Definitivamente animado, se dispuso a marchar adelante. Decidió entonces con sus compañeros fundar una congregación: los Siervos de los Enfermos. Comprendió, empero, que para realizar sus deseos, le faltaban dos condiciones: el prestigio y la independencia. El prestigio creyó que debía ser el del sacerdocio. Y por esto emprendió el estudio de la Teología, que enseñaba a la sazón en el Colegio Romano el célebre doctor Roberto Belarmino. A los dos años celebraba su primera Misa. La independencia la adquirió abandonando el hospital y alquilando una modesta casa para sí y sus compañeros. De ella salían a diario para prestar servicios en el hospital del Santo Espíritu, cuyas vastas salas acogían a más de mil enfermos. Lo hacían con tanto amor como si curasen las heridas de Cristo. Los preparaban así para recibir los sacramentos y morir en las manos de Dios.
Afianzamiento de la misión
En 1585, habiendo crecido la comunidad, prescribió a sus miembros un voto de atender a los prisioneros, a los enfermos infecciosos y a los enfermos graves de las casas particulares. Desde 1595 envió religiosos con las tropas para servir de enfermeros. Tal fue el comienzo de los enfermeros de guerra, antes de que existiese la Cruz Roja.

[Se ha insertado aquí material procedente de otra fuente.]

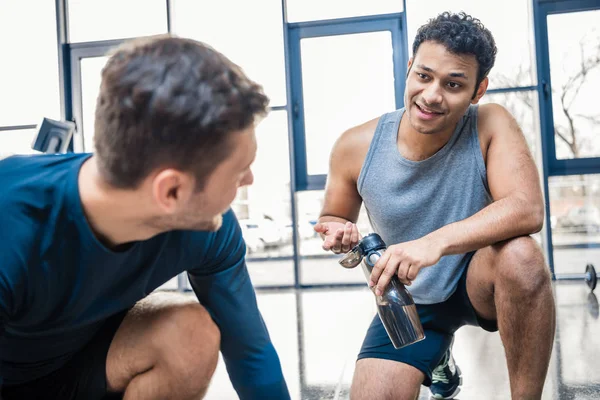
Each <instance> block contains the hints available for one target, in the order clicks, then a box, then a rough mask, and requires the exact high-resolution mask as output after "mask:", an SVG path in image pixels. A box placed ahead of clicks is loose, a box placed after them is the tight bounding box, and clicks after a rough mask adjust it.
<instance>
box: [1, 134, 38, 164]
mask: <svg viewBox="0 0 600 400" xmlns="http://www.w3.org/2000/svg"><path fill="white" fill-rule="evenodd" d="M36 132H37V129H20V130H16V131H0V159H2V158H4V157H8V156H11V155H13V154H34V153H39V152H38V151H35V150H33V149H32V148H31V144H32V143H33V138H34V136H35V134H36Z"/></svg>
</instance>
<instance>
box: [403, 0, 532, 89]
mask: <svg viewBox="0 0 600 400" xmlns="http://www.w3.org/2000/svg"><path fill="white" fill-rule="evenodd" d="M530 3H531V2H530V1H523V0H505V1H493V2H492V1H473V0H454V1H453V2H452V3H451V4H452V5H451V8H450V7H449V5H448V1H447V0H431V1H428V2H427V7H423V2H422V1H419V0H406V19H407V24H408V43H409V47H410V49H409V52H410V54H412V44H413V41H414V38H415V35H416V34H417V29H418V28H419V27H420V26H421V25H423V24H425V23H426V22H427V21H428V20H429V19H431V18H435V17H436V16H437V15H438V14H440V13H442V12H444V11H452V12H459V11H465V12H466V13H468V14H471V15H472V16H473V17H475V18H478V19H479V20H481V22H482V23H483V24H484V25H485V27H486V28H488V29H489V30H490V31H491V32H492V35H493V36H494V40H495V41H496V46H497V47H498V55H497V56H496V64H495V66H494V68H492V71H491V72H490V86H489V87H490V88H499V87H514V86H529V85H534V84H535V83H536V78H535V68H536V66H535V62H534V61H533V60H534V57H535V53H534V49H533V43H534V38H533V17H532V14H531V12H530ZM507 21H510V23H507Z"/></svg>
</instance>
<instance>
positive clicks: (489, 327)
mask: <svg viewBox="0 0 600 400" xmlns="http://www.w3.org/2000/svg"><path fill="white" fill-rule="evenodd" d="M473 254H474V253H471V257H472V256H473ZM467 271H468V267H467V268H465V271H464V272H463V274H462V276H461V277H460V280H459V282H458V285H457V288H456V291H455V292H454V293H453V294H452V295H451V296H450V297H449V298H448V299H447V300H446V301H444V302H442V303H436V304H417V311H418V313H419V318H420V319H421V324H422V325H423V330H424V332H425V339H423V340H421V341H419V342H416V343H414V344H411V345H409V346H406V347H403V348H400V349H395V348H394V346H393V345H392V342H391V341H390V338H389V337H388V335H387V332H386V331H385V328H384V327H383V324H382V323H381V320H380V319H379V315H376V316H375V318H374V319H373V322H372V323H371V326H370V327H369V330H368V331H367V335H366V337H365V340H364V342H363V345H362V348H361V350H360V353H359V354H358V359H359V360H360V359H363V358H381V359H385V360H392V361H398V362H401V363H404V364H408V365H412V366H413V367H415V368H417V369H418V370H420V371H421V372H423V374H425V380H424V382H423V384H424V385H425V386H430V385H431V374H432V372H433V370H434V369H435V367H437V365H438V364H439V362H440V361H441V359H442V357H443V356H444V354H445V353H446V351H447V350H448V348H449V347H450V344H451V343H452V338H453V336H454V332H456V330H457V329H458V328H460V327H461V326H464V325H473V326H479V327H481V328H483V329H485V330H486V331H489V332H495V331H497V330H498V324H497V322H496V321H490V320H486V319H483V318H481V317H479V316H478V315H477V314H476V313H475V309H474V308H473V305H472V304H471V300H470V299H469V296H467Z"/></svg>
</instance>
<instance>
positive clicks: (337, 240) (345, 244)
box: [314, 222, 361, 254]
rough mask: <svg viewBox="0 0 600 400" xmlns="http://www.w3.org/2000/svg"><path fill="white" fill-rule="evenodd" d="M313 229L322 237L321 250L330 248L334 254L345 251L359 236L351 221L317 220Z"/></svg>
mask: <svg viewBox="0 0 600 400" xmlns="http://www.w3.org/2000/svg"><path fill="white" fill-rule="evenodd" d="M314 229H315V232H318V233H319V234H321V237H322V238H323V250H327V251H329V250H331V251H332V252H334V253H335V254H341V253H347V252H348V251H350V250H351V249H352V248H353V247H354V246H356V245H357V244H358V241H359V240H360V237H361V236H360V234H359V233H358V228H357V227H356V224H353V223H352V222H346V223H345V224H344V223H343V222H319V223H318V224H316V225H315V227H314Z"/></svg>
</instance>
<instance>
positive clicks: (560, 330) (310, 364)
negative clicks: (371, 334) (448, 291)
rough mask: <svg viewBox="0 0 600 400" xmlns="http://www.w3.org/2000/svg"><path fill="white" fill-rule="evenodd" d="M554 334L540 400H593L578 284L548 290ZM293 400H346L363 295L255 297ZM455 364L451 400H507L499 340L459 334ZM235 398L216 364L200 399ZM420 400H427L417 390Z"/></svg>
mask: <svg viewBox="0 0 600 400" xmlns="http://www.w3.org/2000/svg"><path fill="white" fill-rule="evenodd" d="M554 289H555V296H556V302H557V332H556V340H555V346H554V351H553V354H552V361H551V364H550V368H549V371H548V377H547V380H546V386H545V389H544V394H543V397H542V398H543V399H578V400H580V399H581V400H583V399H599V398H600V368H598V367H597V366H598V362H599V360H600V319H599V318H598V314H599V311H598V300H597V298H596V296H595V295H594V294H591V293H590V291H589V288H588V287H587V286H586V285H585V283H584V282H583V281H581V282H565V281H560V282H556V283H554ZM258 302H259V306H260V308H261V311H262V313H263V317H264V319H265V321H266V323H267V325H268V327H269V331H270V334H271V337H272V339H273V342H274V344H275V347H276V348H277V350H278V353H279V356H280V359H281V363H282V366H283V371H284V374H285V376H286V380H287V384H288V387H289V389H290V392H291V395H292V399H303V400H313V399H314V400H317V399H318V400H338V399H348V398H349V389H350V383H351V381H352V374H353V372H354V363H355V359H356V354H357V352H358V350H359V348H360V345H361V343H362V339H363V336H364V334H365V332H366V329H367V326H368V325H369V323H370V321H371V319H372V318H373V316H374V315H375V313H376V310H375V307H374V302H373V298H372V294H371V293H370V292H369V291H368V290H367V289H366V288H356V289H305V290H299V291H290V290H288V291H282V292H273V291H268V292H260V291H259V292H258ZM454 356H455V359H456V361H457V363H458V365H459V366H460V368H461V369H462V371H463V386H462V391H461V392H460V394H459V395H458V397H457V398H458V399H462V400H469V399H482V398H485V399H503V400H506V399H509V398H510V388H509V380H508V372H507V369H506V362H505V358H504V348H503V346H502V342H501V341H500V336H499V334H498V333H488V332H485V331H483V330H482V329H479V328H474V327H463V328H461V329H460V330H459V331H458V332H457V334H456V340H455V344H454ZM235 398H237V396H236V394H235V392H234V391H233V388H232V386H231V383H230V382H229V378H228V376H227V372H226V370H225V366H224V364H223V362H222V361H220V362H219V365H218V367H217V371H216V373H215V376H214V378H213V381H212V383H211V387H210V389H209V391H208V394H207V396H206V399H208V400H221V399H222V400H231V399H235ZM419 399H421V400H423V399H429V390H428V389H427V388H426V387H423V388H422V390H421V396H420V397H419Z"/></svg>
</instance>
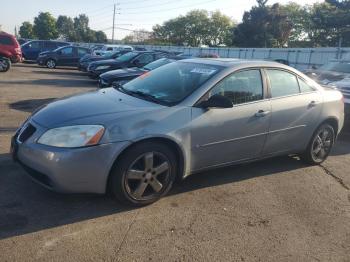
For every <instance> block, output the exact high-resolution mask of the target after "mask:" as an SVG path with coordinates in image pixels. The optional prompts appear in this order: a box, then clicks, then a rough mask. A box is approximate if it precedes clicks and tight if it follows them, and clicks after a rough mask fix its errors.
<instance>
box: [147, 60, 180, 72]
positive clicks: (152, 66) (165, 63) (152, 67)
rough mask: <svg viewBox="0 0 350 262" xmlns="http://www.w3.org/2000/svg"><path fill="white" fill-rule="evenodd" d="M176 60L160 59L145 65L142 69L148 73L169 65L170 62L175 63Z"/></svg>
mask: <svg viewBox="0 0 350 262" xmlns="http://www.w3.org/2000/svg"><path fill="white" fill-rule="evenodd" d="M175 61H176V60H174V59H169V58H161V59H158V60H156V61H154V62H152V63H149V64H147V65H145V66H144V67H143V68H144V69H146V70H148V71H151V70H154V69H156V68H158V67H160V66H162V65H166V64H169V63H171V62H175Z"/></svg>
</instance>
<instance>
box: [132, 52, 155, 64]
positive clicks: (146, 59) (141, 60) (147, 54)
mask: <svg viewBox="0 0 350 262" xmlns="http://www.w3.org/2000/svg"><path fill="white" fill-rule="evenodd" d="M136 59H137V60H139V63H140V64H148V63H151V62H152V61H153V55H151V54H143V55H140V56H138V57H137V58H136Z"/></svg>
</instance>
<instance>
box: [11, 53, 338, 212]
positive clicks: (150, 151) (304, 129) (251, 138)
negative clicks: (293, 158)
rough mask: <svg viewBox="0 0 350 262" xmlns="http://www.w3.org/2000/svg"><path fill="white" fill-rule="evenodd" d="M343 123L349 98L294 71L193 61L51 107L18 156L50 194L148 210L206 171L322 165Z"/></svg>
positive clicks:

En 1588, un barco con enfermos apestados no recibió permiso para entrar en Nápoles; los Siervos de los Enfermos fueron a la nave a asistirlos y murieron de la enfermedad. Fueron los primeros mártires de la nueva congregación. San Camilo de Lelis también asistió heroicamente en Roma durante una peste, que asoló la ciudad. En 1591, San Gregorio XIV elevó la congregación a la categoría de orden religiosa. San Camilo preparó a morir cristianamente a muchos de aquellos hombres y mujeres, disponiendo que las oraciones continuasen al menos un cuarto de hora después de la muerte aparente.
Un enfermo al servicio de los enfermos
Camilo sufrió mucho toda su vida. Padeció durante 46 años a causa de su pierna, que además tuvo fracturada desde sus 36 años. Tenía también dos llagas muy dolorosas en la planta del pie. Desde mucho antes de morir, padeció de náuseas y apenas podía comer. Sin embargo, en vez de buscar el cuidado de sus hermanos, los enviaba a servir a otros enfermos. Fundó quince casas religiosas y ocho hospitales. Tenía el don de profecía y milagros, además de muchas gracias extraordinarias. En 1607 renunció a la dirección de su orden, pero asistió al capítulo en 1613. Murió el 14 de julio de 1614, a los 64 años de edad. Fue canonizado en 1746. Los Papas León XIII y Pío XI le proclamaron patrono de los enfermos y de sus asociaciones, junto con San Juan de Dios.
La Orden cuenta hoy con 1.770 miembros, entre profesos, novicios y aspirantes, repartidos por toda Europa, América del Sur o China, entre otros, y cuida unos siete mil enfermos en 145 hospitales.